Live album by The Kingston Trio
- Released: 1994
- Recorded: 1959 at the Newport Folk Festival, Newport, Rhode Island
- Genre: Folk
- Length: 37:31
- Label: Vanguard
- Producer: Mary Katherine Aldin

The Kingston Trio chronology
| An Evening with The Kingston Trio (1994) | Live at Newport (1994) | Live at the Crazy Horse (1994) |

= Live at Newport (The Kingston Trio album) =

Live at Newport is a live album by the American folk music group the Kingston Trio, released in 1994 (see 1994 in music). It contains a performance by the trio at the 1959 Newport Folk Festival in Newport, Rhode Island. At the time of the performance, the group consisted of Dave Guard, Bob Shane and Nick Reynolds.

== History ==
The Newport Folk Festival of 1959 comprised a large and diverse list of performers. The Kingston Trio, having recently played a folk music program at the Newport Jazz Festival were originally slated to be the final act on Sunday night, but were later moved up one slot to allow Earl Scruggs to close the show. The crowd was so enthusiastic about the Trio that they came on to do another encore after Scruggs' performance, a move organizer George Wein recalled as "... an insult to Scruggs, one of the most revered figures of bluegrass. I lost a lot of friends in the folk world for that slipup."

Peter Dreier of Occidental College observed that "Purists often derided the Kingston Trio for watering down folk songs in order to make them commercially popular and for remaining on the political sidelines during the protest movements of the 1960s." A series of scathing articles had previously appeared over several years in Sing Out! magazine, a publication that combined articles on traditional folk music with political activism.

Following the Trio's performance at the 1959 festival, folk music critic Mark Morris wrote "What connection these frenetically tinselly showmen have with a folk festival eludes me...except that it is mainly folk songs that they choose to vulgarize." English folk revivalist Shirley Collins was critical of many of the acts, including Odetta and Bob Gibson, but especially the Trio, stating "I despised them. The audience loved them!"

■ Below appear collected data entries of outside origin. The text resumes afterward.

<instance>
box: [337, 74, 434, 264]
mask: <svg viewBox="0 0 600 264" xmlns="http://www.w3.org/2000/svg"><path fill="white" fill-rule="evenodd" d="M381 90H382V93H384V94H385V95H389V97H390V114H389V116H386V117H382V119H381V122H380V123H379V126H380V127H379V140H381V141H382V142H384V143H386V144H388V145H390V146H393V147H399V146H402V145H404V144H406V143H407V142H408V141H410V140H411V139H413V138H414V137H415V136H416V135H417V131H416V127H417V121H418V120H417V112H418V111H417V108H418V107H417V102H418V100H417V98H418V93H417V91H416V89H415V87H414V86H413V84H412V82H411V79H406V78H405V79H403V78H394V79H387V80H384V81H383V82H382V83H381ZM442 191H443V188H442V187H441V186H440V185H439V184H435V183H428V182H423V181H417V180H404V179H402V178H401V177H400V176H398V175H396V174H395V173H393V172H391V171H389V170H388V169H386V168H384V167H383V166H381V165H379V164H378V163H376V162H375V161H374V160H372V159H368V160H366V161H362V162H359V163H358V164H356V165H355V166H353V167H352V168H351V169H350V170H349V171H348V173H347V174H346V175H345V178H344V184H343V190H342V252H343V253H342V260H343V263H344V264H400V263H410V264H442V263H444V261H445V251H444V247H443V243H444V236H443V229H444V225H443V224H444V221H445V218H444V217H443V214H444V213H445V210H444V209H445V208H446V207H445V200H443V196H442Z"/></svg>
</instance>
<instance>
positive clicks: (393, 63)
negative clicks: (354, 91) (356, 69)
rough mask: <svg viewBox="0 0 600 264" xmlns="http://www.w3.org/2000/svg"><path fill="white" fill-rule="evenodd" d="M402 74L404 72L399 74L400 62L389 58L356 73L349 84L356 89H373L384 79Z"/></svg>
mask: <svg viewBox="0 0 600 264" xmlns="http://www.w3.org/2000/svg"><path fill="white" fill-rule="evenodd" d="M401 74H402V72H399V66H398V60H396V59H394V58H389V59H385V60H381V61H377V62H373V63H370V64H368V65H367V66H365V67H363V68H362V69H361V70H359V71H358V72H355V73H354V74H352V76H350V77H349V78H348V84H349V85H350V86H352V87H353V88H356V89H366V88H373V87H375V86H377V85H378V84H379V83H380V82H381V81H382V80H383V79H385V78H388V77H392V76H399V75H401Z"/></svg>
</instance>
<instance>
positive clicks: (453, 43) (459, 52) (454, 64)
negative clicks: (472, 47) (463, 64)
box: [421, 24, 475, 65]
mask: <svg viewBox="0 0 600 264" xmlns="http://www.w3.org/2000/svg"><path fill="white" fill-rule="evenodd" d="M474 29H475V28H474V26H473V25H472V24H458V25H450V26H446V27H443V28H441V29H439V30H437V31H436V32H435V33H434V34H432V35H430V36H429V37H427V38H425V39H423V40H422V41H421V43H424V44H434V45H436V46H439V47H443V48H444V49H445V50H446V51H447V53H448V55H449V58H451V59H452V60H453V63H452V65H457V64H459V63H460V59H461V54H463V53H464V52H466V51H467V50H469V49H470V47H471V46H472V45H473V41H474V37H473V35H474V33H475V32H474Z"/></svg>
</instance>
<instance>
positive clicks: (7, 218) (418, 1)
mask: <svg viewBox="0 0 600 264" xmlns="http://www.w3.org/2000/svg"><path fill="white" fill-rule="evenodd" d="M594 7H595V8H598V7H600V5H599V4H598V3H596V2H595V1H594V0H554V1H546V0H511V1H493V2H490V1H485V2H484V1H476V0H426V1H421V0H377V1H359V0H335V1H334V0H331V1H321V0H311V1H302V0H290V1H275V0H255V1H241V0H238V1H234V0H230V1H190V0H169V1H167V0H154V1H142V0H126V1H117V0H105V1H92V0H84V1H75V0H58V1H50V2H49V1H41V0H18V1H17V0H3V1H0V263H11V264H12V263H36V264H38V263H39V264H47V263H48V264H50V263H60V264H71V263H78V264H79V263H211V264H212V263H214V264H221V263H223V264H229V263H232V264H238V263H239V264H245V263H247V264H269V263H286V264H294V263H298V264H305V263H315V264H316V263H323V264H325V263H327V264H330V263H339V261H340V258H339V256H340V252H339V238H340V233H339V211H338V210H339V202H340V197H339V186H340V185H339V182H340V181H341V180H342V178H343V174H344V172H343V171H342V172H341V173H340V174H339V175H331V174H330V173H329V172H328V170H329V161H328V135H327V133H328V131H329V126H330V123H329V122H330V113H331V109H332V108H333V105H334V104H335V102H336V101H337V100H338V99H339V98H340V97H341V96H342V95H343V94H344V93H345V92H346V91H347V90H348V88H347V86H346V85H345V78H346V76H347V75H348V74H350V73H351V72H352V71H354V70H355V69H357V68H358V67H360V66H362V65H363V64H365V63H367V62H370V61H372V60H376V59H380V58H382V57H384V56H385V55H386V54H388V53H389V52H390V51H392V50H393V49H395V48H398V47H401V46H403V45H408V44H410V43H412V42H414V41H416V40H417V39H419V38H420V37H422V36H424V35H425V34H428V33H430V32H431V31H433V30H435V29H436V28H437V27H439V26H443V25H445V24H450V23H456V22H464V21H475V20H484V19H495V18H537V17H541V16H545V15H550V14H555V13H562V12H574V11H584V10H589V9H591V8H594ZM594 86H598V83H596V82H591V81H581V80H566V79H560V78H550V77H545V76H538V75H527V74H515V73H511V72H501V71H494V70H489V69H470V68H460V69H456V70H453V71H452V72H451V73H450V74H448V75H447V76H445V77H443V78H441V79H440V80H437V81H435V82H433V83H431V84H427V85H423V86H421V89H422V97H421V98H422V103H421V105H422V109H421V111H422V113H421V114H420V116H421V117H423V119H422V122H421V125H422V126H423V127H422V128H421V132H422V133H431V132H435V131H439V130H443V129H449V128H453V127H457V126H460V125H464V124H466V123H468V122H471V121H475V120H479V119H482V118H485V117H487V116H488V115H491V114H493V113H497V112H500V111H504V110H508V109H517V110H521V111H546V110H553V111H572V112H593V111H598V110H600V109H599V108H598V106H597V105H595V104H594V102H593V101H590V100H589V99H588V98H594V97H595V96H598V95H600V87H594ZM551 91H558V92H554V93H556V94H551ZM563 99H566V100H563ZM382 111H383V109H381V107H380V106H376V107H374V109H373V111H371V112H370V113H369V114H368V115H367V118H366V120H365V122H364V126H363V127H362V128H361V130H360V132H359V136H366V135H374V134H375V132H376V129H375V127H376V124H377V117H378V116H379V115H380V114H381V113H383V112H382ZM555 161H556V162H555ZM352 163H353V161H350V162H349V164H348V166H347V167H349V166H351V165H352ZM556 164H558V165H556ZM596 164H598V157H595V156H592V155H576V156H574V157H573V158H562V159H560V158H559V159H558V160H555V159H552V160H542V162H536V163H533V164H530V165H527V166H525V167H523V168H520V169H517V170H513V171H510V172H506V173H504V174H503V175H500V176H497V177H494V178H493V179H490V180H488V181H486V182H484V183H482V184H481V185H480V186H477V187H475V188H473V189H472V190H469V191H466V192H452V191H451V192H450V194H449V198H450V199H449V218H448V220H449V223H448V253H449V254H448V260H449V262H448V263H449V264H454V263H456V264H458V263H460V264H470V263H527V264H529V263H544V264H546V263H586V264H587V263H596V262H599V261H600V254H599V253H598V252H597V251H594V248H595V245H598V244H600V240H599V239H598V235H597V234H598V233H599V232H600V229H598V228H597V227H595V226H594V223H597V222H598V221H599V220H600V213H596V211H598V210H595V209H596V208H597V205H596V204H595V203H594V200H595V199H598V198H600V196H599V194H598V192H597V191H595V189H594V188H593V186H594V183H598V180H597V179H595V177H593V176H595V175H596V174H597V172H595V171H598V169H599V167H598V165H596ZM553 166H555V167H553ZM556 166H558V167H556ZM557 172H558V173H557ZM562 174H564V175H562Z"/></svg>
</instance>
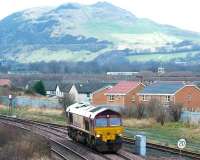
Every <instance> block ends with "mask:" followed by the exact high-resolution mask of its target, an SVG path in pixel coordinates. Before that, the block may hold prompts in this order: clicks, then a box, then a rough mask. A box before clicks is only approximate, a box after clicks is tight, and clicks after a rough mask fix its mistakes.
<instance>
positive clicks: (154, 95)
mask: <svg viewBox="0 0 200 160" xmlns="http://www.w3.org/2000/svg"><path fill="white" fill-rule="evenodd" d="M138 96H139V99H138V100H139V102H138V103H148V102H149V101H151V100H157V101H159V102H160V103H161V104H162V105H164V106H169V104H170V103H173V104H182V105H183V106H184V107H185V108H187V109H190V110H195V109H197V108H200V89H199V88H198V87H197V86H196V85H189V84H184V83H183V82H156V83H154V84H152V85H149V86H146V87H145V88H144V89H143V90H142V91H140V92H139V93H138Z"/></svg>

Three LPs by Vanguard and a two-volume set by Folkways of the festival performance were released, though none included The Kingston Trio, most likely due to contractual arrangements.

==Reception==

Allmusic music critic Richie Unterberger wrote of the release "it's a good-sounding and well-executed performance, but only necessary for major fans."

Professional ratings
Review scores
| Source | Rating |
| Allmusic |  |

==Track listing==
1. "Introduction" – :53
2. "Saro Jane" (Traditional) – 2:30
3. "M.T.A." (Bess Lomax Hawes, Jacqueline Steiner) - 3:47
4. "All My Sorrows" (Arranged by Dave Guard, Nick Reynolds, Bob Shane) - 2:55
5. "Remember the Alamo" (Jane Bowers) - 3:30
6. "E Inu Tatou E" (George Archer) – 2:46
7. "Hard, Ain't It Hard" (Woody Guthrie) – 3:22
8. "The Merry Minuet" (Harnick) – 2:44
9. "Saints Go Marching In" (Traditional) – 2:31
10. "Three Jolly Coachmen" (Traditional) – 2:25
11. "South Coast" (Richard Dehr, Sam Eskin, Frank Miller, Lillian Ross) – 4:33
12. "Scotch and Soda" (Dave Guard) – 2:49
13. "Zombie Jamboree" (Conrad Eugene Mauge Jr.) – 2:46

==Personnel==
- Dave Guard – vocals, banjo, guitar
- Bob Shane – vocals, guitar
- Nick Reynolds – vocals, tenor guitar, bongos, conga
- David "Buck" Wheat – bass, guitar

==Production notes==
- Mary Katherine Aldin – producer, liner notes
- Kent Crawford – executive producer
- Frank Werber – liner notes
- Captain Jeff Zaraya – engineer, mixing

The song 'Coplas' was originally the second song in the set, but Vanguard deemed it too politically incorrect to issue here.
(Bear Family's 'The Guard Years' box set has the entire concert.)